Ms. Carvalho said her company quickly hired 37 Haitians who arrived last year, to collect trash in Porto Velho and take it to the city’s landfill. Some make more than $800 a month, in a job that includes benefits like health insurance, overtime and paid holidays. “There weren’t enough Brazilians, so we were happy to hire the Haitians,” she said.
The authorities estimate that about 500 Haitians now live in Porto Velho and that about 700 are in Manaus, the largest city in the Brazilian Amazon. Hundreds more have made it to São Paulo, Brazil’s economic capital. Companies like Fibratec, a swimming pool manufacturer in southern Santa Catarina State, have even sent managers all the way here to hire dozens of Haitians.
In addition to meeting demand for cheap labor, the effort to let Haitians work in Brazil speaks to the country’s ambitions of wielding greater regional influence, by attempting to find ways of alleviating problems in the hemisphere’s poorest nation.
Since 2004, Brazil has sent troops to lead a United Nations peacekeeping mission in Haiti. But there are now more Haitians in Brazil than Brazilian soldiers in Haiti. In September, Brazil announced that it would start drawing down its 2,000 troops in the Caribbean nation.
Most of the Haitians hope to spend just a few weeks in Brasiléia’s immigration limbo, before moving on. Some, like Francisco Joseph, 25, make the most of the time here. He buys prepaid cellphone cards across the bridge in the Bolivian city of Cobija and sells them to fellow Haitians in Brasiléia’s plaza at a markup of about 30 cents a card.
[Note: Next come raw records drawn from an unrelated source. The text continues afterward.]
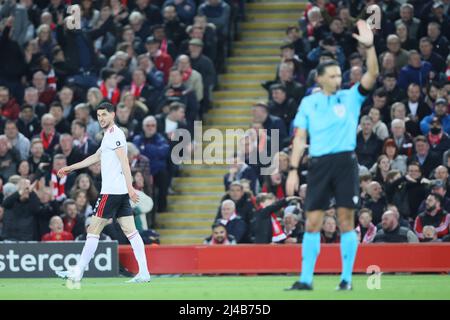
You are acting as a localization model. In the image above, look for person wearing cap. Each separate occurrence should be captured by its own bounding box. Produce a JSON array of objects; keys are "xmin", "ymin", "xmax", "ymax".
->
[
  {"xmin": 417, "ymin": 179, "xmax": 450, "ymax": 212},
  {"xmin": 414, "ymin": 193, "xmax": 450, "ymax": 240},
  {"xmin": 419, "ymin": 37, "xmax": 445, "ymax": 74},
  {"xmin": 395, "ymin": 3, "xmax": 420, "ymax": 41},
  {"xmin": 398, "ymin": 50, "xmax": 431, "ymax": 90},
  {"xmin": 216, "ymin": 181, "xmax": 255, "ymax": 225},
  {"xmin": 286, "ymin": 19, "xmax": 379, "ymax": 291},
  {"xmin": 286, "ymin": 25, "xmax": 311, "ymax": 61},
  {"xmin": 427, "ymin": 21, "xmax": 449, "ymax": 57},
  {"xmin": 189, "ymin": 38, "xmax": 217, "ymax": 111},
  {"xmin": 145, "ymin": 36, "xmax": 173, "ymax": 83},
  {"xmin": 252, "ymin": 101, "xmax": 287, "ymax": 146},
  {"xmin": 163, "ymin": 3, "xmax": 190, "ymax": 49},
  {"xmin": 427, "ymin": 117, "xmax": 450, "ymax": 157},
  {"xmin": 17, "ymin": 104, "xmax": 41, "ymax": 140},
  {"xmin": 268, "ymin": 83, "xmax": 298, "ymax": 128},
  {"xmin": 150, "ymin": 24, "xmax": 177, "ymax": 60},
  {"xmin": 420, "ymin": 98, "xmax": 450, "ymax": 135},
  {"xmin": 283, "ymin": 205, "xmax": 304, "ymax": 244},
  {"xmin": 307, "ymin": 36, "xmax": 346, "ymax": 69},
  {"xmin": 277, "ymin": 41, "xmax": 305, "ymax": 83}
]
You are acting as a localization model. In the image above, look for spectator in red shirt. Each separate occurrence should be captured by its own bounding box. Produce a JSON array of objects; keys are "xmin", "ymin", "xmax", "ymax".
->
[
  {"xmin": 145, "ymin": 37, "xmax": 173, "ymax": 83},
  {"xmin": 320, "ymin": 216, "xmax": 341, "ymax": 243},
  {"xmin": 0, "ymin": 87, "xmax": 20, "ymax": 120},
  {"xmin": 32, "ymin": 70, "xmax": 56, "ymax": 105},
  {"xmin": 414, "ymin": 193, "xmax": 450, "ymax": 241},
  {"xmin": 62, "ymin": 199, "xmax": 85, "ymax": 238},
  {"xmin": 42, "ymin": 216, "xmax": 73, "ymax": 241}
]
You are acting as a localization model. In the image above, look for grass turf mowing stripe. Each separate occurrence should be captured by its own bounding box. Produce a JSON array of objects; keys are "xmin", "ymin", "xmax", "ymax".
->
[{"xmin": 0, "ymin": 275, "xmax": 450, "ymax": 300}]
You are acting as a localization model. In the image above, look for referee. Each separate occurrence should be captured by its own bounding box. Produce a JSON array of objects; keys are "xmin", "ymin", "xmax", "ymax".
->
[{"xmin": 286, "ymin": 20, "xmax": 378, "ymax": 290}]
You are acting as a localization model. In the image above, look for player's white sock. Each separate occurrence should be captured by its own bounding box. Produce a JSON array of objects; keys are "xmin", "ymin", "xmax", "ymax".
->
[
  {"xmin": 77, "ymin": 233, "xmax": 100, "ymax": 277},
  {"xmin": 127, "ymin": 230, "xmax": 149, "ymax": 276}
]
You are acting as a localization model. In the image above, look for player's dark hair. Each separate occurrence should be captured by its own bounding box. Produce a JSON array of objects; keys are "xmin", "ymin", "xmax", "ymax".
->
[
  {"xmin": 270, "ymin": 83, "xmax": 286, "ymax": 92},
  {"xmin": 96, "ymin": 101, "xmax": 114, "ymax": 112},
  {"xmin": 317, "ymin": 60, "xmax": 340, "ymax": 76},
  {"xmin": 211, "ymin": 221, "xmax": 227, "ymax": 230},
  {"xmin": 72, "ymin": 119, "xmax": 87, "ymax": 131},
  {"xmin": 101, "ymin": 68, "xmax": 117, "ymax": 81},
  {"xmin": 430, "ymin": 192, "xmax": 444, "ymax": 205},
  {"xmin": 169, "ymin": 102, "xmax": 186, "ymax": 112}
]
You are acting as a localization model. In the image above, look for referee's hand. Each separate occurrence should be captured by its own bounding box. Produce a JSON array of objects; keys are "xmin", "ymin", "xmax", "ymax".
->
[{"xmin": 286, "ymin": 170, "xmax": 300, "ymax": 196}]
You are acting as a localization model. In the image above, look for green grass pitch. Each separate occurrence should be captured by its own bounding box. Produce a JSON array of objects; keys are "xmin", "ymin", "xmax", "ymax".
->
[{"xmin": 0, "ymin": 275, "xmax": 450, "ymax": 300}]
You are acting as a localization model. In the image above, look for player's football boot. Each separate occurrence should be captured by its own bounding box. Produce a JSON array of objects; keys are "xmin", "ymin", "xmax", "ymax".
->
[
  {"xmin": 127, "ymin": 274, "xmax": 151, "ymax": 283},
  {"xmin": 285, "ymin": 281, "xmax": 313, "ymax": 291},
  {"xmin": 336, "ymin": 280, "xmax": 353, "ymax": 291}
]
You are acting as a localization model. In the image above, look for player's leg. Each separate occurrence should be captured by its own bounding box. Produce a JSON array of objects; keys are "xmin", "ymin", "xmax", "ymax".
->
[
  {"xmin": 76, "ymin": 216, "xmax": 108, "ymax": 280},
  {"xmin": 117, "ymin": 195, "xmax": 150, "ymax": 282},
  {"xmin": 300, "ymin": 210, "xmax": 324, "ymax": 286},
  {"xmin": 117, "ymin": 216, "xmax": 149, "ymax": 276},
  {"xmin": 291, "ymin": 157, "xmax": 332, "ymax": 290},
  {"xmin": 333, "ymin": 153, "xmax": 359, "ymax": 290},
  {"xmin": 337, "ymin": 207, "xmax": 358, "ymax": 290}
]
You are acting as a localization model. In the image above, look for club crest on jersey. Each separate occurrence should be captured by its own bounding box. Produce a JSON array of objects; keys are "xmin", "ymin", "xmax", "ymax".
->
[{"xmin": 333, "ymin": 104, "xmax": 346, "ymax": 118}]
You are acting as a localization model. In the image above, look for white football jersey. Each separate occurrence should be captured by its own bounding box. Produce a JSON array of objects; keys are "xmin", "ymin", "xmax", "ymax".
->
[{"xmin": 100, "ymin": 125, "xmax": 128, "ymax": 194}]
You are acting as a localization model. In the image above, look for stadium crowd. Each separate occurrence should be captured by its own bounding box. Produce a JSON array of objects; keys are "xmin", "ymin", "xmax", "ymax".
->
[
  {"xmin": 205, "ymin": 0, "xmax": 450, "ymax": 244},
  {"xmin": 0, "ymin": 0, "xmax": 450, "ymax": 244},
  {"xmin": 0, "ymin": 0, "xmax": 239, "ymax": 243}
]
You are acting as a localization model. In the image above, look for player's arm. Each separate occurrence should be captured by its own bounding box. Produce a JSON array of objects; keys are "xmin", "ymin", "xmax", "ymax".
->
[
  {"xmin": 58, "ymin": 148, "xmax": 101, "ymax": 178},
  {"xmin": 115, "ymin": 147, "xmax": 139, "ymax": 202},
  {"xmin": 286, "ymin": 128, "xmax": 307, "ymax": 196},
  {"xmin": 353, "ymin": 20, "xmax": 380, "ymax": 91}
]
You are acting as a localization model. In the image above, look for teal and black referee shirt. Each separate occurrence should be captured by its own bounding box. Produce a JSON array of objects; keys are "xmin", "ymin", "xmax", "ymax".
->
[{"xmin": 294, "ymin": 83, "xmax": 368, "ymax": 157}]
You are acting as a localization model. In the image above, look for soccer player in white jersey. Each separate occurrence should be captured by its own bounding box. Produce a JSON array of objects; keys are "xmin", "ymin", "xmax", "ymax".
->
[{"xmin": 57, "ymin": 102, "xmax": 150, "ymax": 285}]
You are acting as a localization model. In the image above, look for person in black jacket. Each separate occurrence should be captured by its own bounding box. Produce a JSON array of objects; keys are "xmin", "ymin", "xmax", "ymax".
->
[
  {"xmin": 216, "ymin": 181, "xmax": 255, "ymax": 225},
  {"xmin": 56, "ymin": 11, "xmax": 115, "ymax": 89},
  {"xmin": 269, "ymin": 83, "xmax": 298, "ymax": 128},
  {"xmin": 62, "ymin": 199, "xmax": 85, "ymax": 239},
  {"xmin": 253, "ymin": 193, "xmax": 300, "ymax": 243},
  {"xmin": 216, "ymin": 200, "xmax": 248, "ymax": 243},
  {"xmin": 2, "ymin": 179, "xmax": 39, "ymax": 241},
  {"xmin": 411, "ymin": 136, "xmax": 442, "ymax": 178}
]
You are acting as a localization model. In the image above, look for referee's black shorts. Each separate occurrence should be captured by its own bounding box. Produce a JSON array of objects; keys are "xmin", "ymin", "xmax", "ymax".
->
[
  {"xmin": 94, "ymin": 193, "xmax": 133, "ymax": 219},
  {"xmin": 305, "ymin": 152, "xmax": 359, "ymax": 211}
]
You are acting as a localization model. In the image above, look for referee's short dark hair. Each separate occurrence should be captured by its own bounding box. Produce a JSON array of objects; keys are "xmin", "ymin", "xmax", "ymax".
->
[
  {"xmin": 430, "ymin": 192, "xmax": 444, "ymax": 206},
  {"xmin": 96, "ymin": 101, "xmax": 114, "ymax": 112},
  {"xmin": 317, "ymin": 60, "xmax": 340, "ymax": 76}
]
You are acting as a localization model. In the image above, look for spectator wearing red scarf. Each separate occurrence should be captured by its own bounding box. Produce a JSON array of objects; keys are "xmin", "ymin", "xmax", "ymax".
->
[
  {"xmin": 39, "ymin": 113, "xmax": 59, "ymax": 154},
  {"xmin": 41, "ymin": 216, "xmax": 73, "ymax": 241},
  {"xmin": 0, "ymin": 87, "xmax": 20, "ymax": 120},
  {"xmin": 261, "ymin": 172, "xmax": 286, "ymax": 200},
  {"xmin": 253, "ymin": 192, "xmax": 300, "ymax": 243},
  {"xmin": 100, "ymin": 68, "xmax": 120, "ymax": 105},
  {"xmin": 145, "ymin": 37, "xmax": 173, "ymax": 83},
  {"xmin": 203, "ymin": 222, "xmax": 236, "ymax": 245},
  {"xmin": 130, "ymin": 69, "xmax": 162, "ymax": 114}
]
He makes as much as $10 a day.
“This little bit of money gives me a little bit of dignity,” he said.
Others, like Jacksin Etienne, 31, nurture bigger dreams. A polyglot who glides with ease between English, Spanish, French and Creole, Mr. Etienne said he hoped to work as a translator or in a hotel.
“I want to go straight to São Paulo, the New York of South America,” he said. “Brazil’s a rising kind of place, and it needs people like me.”